Antirétroviraux sous surveillance

Publié le 07.02.2011 | par Patricia Fener

Plusieurs antirétroviraux font l’objet d’un plan de gestion des risques depuis 2007.
En effet, suite à certains problèmes médicaux graves encourus par des patients traités par la cérivastatine (Staltor®, Cholstat®) et par le rofécoxib (Vioxx®) et ayant entraîné le retrait du marché de ces deux molécules (respectivement en août 2001 et en octobre 2004), la surveillance des médicaments s’est intensifiée avec la mise en place de plans de gestion des risques. Ils complètent la démarche de pharmacovigilance pour certaines catégories de produits en identifiant au maximum les enjeux et les méthodes de maîtrise des risques et en évaluant constamment le rapport bénéfice/risque dans les conditions réelles d’utilisation.

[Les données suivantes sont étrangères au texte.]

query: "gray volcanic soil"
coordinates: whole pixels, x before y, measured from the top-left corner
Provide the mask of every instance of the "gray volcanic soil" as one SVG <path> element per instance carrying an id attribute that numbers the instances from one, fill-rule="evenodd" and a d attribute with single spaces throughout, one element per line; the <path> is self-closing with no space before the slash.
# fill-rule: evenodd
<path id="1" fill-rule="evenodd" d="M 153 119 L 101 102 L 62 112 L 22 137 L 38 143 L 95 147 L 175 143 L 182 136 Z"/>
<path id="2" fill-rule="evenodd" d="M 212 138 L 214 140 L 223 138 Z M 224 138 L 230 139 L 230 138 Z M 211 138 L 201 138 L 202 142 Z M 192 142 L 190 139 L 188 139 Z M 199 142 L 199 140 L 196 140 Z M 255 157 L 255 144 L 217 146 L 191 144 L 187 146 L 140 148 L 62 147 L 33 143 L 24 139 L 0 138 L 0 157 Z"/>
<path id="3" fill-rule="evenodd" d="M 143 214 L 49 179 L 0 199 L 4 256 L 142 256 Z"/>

- Celsentri® 150 mg, comprimé pelliculé
Celsentri® 300 mg, comprimé pelliculé
Le plan de gestion des risques (PGR) européen comprend, en plus de la démarche de pharmacovigilance classique :
1/ Une surveillance renforcée des effets indésirables suivants :
infections, affections malignes, maladies autoimmunes, troubles hépatiques, troubles ischémiques cardiaques et cérébrovasculaires, rhabdomyolyses et myosites.
2/ La mise en place d’une étude observationnelle internationale afin d’évaluer la sécurité d’emploi de Celsentri® à long terme. Trois mille patients provenant de 13 pays dont la France seront intégrés dans cette étude.
3/ Une surveillance spécifique des grossesses survenant chez des patientes traitées par Celsentri®, avec la participation au registre international des grossesses sous traitement antirétroviral.
4/ La mise à disposition pour les professionnels de santé de matériel d’éducation relatif au tropisme et au test de tropisme.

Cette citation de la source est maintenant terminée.